Next Phase of Web ServicesBy Lawrence Walsh | Posted 2008-02-14 Email Print
Could Google and Microsoft’s online advertising model change the pricing of all Web services?
The next phase in the Web services evolution, though, is migrating from the heavy subscription-based services to the pay-as-you-go model. As Dancizger says, there is a growing demand for accountability within the enterprise, and that often means justifying how much is being spent where. Switching to on-demand pricing, he says, will give enterprises a better sense of what they’re true application and infrastructure utilization rates are, where they need more and less resources, and more accurate budgeting. “This trend is forcing the service departments within the organization and service providers to put the processes in place to align services with the business,” he says.
It’s a wonderful vision that could save enterprises millions of dollars potentially, but not one that anyone is racing to implement. Digital Fuel, like similar applications, are more reporting tools that provide deeper and broader utilization intelligence under a single pane of glass. While it’s possible to use Digital Fuel to measure customer utilization and charge by the sip rather than drinking from a firehouse, James Jimenez says the market just isn’t there yet.
“It depends a lot on the maturity of the customer. The customer may have a built in mechanism to allocate IT cost and may not be mature and doesn’t integrate with anything external,” says Jimenez, director of business intelligence at Siemens IT Solutions and Services.

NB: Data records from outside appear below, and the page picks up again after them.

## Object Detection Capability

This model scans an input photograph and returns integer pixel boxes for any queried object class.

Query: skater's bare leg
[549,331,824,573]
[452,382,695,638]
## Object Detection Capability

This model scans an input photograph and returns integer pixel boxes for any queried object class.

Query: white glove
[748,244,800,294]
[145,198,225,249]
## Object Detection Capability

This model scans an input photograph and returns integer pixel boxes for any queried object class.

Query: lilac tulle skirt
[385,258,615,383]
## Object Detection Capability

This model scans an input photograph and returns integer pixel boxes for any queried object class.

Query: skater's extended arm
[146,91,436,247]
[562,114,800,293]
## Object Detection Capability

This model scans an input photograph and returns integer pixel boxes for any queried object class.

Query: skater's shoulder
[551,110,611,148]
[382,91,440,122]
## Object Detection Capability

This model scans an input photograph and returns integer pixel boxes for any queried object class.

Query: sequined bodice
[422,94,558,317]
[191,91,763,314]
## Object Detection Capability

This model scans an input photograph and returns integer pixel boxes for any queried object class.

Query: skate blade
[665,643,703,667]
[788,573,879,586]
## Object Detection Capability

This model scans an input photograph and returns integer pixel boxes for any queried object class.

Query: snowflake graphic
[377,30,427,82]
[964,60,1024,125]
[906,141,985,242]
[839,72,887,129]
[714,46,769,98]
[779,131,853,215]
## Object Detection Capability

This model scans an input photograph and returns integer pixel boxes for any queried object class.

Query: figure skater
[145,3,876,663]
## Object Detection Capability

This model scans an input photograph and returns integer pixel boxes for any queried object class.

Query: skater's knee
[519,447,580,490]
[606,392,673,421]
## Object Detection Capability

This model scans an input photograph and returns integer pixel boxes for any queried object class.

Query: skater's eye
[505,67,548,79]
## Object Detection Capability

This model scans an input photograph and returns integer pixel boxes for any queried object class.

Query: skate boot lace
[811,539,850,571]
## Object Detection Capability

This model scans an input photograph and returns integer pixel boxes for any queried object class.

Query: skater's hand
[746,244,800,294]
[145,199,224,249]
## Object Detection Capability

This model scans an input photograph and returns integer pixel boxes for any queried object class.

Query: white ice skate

Siemens uses Digital Fuel internally and externally for service-level agreement compliance reporting. Jimenez says the tool works very well for measuring multiple, complex metrics that provide the service provider and its customers with the intelligence they need to make strategic IT decisions. Transitioning to a pay-as-you-go model, he says, is the next step.
“We haven’t deployed it in that matter, but it’s certainly been discussed,” he says.
Micropayments and pay-as-you-go service pricing has the potential to save enterprises money, but they too could be opponents to changing the pricing structure. The current subscription-based, tiered pricing gives enterprises consistent pricing by which to budget and allocate funding, says Burton Group analyst Craig Roth.
“Every company has a budget planning season, and you go through and budget what you expect is a fix service cost,” he says. “It helps them by knowing they have an exact figure to work with.”
And don’t expect the Web services companies to willingly start offering variable pricing. The value of offering Web-based services is the sale of regular, fixed subscriptions that create a recurring and predictable revenue stream. Roth said Wall Street will hammer any public company that can’t accurately forecast its revenues, as happened with Google last week when its quarterly performance fell below expectations.
Numerous technology, business thinking and market obstacles stand in the way of a broad-based pay-as-you-go service models taking hold, but Dancziger believes the day will come when businesses will force IT and service providers to adopt a more flexible approach to pricing services based purely on real-time utilization.
“The businesses units are already coming to IT and saying that if they don’t put in place processes and products that are aligned to the business, they’ll go to someone more willing to align to the business and they’ll win the business,” says Dancziger.